Freemind is a terrific mind-mapping tool, which lets you get all your thoughts down as quickly as possible with the use of icons, shapes and colors. Besides the ordinary nodes and links, you can add hyperlinks and even documents to your maps.
7-Zip is an extremely popular file archiver for Windows, which, although free, outperforms Winzip. It can unpack the vast majority of archive formats and can create TAR and GZ archives, commonly used on Unix and Linux systems, as well as its own 7z format, which easily outshrinks ZIP files.
Blender is a 3D content creation suite which can be used for everything from modeling to skinning, particle simulation, animating and texturing. Unlike some other free apps in this list, Blender has not been designed to “imitate” other 3D graphics software, which means it takes a bit of getting used to, but once you’ve familiarized yourself with all the shortcuts, you’ll be hooked.
Windows users can consider PDFCreator a credible rival to Adobe Acrobat. Creating PDFs is as easy as printing, literally, as once installed, you can select PDFCreator as your printer, letting you create PDFs from practically any application.
According to Calibre, it’s the “one stop solution to all your e-book needs”. I’m inclined to agree.
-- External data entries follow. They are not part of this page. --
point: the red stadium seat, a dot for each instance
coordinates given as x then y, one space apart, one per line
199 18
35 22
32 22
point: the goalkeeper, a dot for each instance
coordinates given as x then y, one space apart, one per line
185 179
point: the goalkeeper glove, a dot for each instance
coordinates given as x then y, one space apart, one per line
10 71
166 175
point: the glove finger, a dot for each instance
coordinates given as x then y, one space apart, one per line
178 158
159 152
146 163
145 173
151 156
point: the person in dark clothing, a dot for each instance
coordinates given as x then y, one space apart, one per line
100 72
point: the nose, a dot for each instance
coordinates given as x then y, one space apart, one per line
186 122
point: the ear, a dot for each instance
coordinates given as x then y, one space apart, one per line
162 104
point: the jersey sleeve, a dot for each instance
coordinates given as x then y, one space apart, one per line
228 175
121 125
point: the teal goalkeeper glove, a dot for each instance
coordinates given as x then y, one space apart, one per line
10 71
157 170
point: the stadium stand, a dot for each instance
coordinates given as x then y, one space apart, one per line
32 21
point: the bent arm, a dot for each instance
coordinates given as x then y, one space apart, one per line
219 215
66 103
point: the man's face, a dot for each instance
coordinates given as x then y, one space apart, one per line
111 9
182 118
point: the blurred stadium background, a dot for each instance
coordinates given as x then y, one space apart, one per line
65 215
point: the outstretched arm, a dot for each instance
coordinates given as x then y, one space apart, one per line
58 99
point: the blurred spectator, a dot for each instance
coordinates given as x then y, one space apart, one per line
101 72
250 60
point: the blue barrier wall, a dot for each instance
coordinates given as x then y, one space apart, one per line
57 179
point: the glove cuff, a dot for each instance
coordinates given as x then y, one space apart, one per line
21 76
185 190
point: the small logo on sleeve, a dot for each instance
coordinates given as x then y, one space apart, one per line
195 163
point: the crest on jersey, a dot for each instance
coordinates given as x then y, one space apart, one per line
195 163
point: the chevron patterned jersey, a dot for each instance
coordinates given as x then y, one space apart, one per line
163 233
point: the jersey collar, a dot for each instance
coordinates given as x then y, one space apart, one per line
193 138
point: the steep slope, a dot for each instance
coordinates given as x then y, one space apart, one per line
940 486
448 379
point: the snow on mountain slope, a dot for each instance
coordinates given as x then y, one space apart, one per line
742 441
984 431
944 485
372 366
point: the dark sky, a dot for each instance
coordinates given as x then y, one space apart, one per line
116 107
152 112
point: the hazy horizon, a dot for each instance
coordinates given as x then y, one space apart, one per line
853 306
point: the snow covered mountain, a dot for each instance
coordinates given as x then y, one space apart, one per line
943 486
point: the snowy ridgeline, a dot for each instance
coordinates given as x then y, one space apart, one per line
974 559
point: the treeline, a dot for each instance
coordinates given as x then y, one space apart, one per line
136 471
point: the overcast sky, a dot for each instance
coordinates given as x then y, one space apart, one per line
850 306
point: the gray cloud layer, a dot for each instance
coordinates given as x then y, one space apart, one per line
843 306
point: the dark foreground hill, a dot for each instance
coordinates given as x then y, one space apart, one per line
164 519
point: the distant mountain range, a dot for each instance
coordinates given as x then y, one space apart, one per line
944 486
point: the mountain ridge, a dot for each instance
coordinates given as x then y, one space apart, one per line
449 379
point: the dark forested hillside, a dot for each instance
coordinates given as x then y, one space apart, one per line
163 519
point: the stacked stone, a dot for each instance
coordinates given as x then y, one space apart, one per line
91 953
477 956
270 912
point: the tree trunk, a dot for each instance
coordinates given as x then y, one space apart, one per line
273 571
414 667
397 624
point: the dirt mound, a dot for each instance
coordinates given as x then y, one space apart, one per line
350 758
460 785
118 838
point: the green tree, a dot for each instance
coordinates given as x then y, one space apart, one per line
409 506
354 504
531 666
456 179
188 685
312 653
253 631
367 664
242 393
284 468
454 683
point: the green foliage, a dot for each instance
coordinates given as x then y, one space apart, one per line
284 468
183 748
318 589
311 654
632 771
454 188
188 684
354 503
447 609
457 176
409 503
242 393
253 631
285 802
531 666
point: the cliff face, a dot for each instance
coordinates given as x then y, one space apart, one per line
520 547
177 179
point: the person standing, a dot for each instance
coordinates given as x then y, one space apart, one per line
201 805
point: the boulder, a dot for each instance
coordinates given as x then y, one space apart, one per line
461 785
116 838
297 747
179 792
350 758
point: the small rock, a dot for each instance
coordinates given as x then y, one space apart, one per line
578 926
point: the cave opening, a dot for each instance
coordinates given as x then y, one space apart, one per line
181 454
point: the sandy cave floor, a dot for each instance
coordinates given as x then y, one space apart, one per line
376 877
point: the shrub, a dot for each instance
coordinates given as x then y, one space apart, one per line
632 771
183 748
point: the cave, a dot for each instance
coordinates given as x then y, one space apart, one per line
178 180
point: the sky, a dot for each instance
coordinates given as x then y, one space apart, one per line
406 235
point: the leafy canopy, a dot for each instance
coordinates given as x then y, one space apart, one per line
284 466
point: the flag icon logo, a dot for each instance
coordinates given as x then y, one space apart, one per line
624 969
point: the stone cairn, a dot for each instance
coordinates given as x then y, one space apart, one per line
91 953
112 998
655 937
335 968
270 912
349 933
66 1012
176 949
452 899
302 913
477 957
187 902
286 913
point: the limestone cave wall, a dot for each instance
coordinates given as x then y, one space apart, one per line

Besides letting you catalogue and manage your e-book collection, sorting, tagging and commenting on them as you please, you can download content from the internet and convert it into e-book form.
TrueCrypt really is the best free encryption program around for anyone worried about their security. It offers 11 algorithms for encrypting your files, as well as a comprehensive help manual, which gives advice on complex password creation, hidden volumes and erasing encryption giveaways.
Named after an African philosophy of community, sharing and generosity, Ubuntu is a free operating system for Linux that’s quick and easy to use. Recent figures suggest that around 50% of Linux users have Ubuntu installed. With its focus on usability, Ubuntu comes with OpenOffice, Firefox Empathy, Pidgin, GIMP and other tools pre-installed.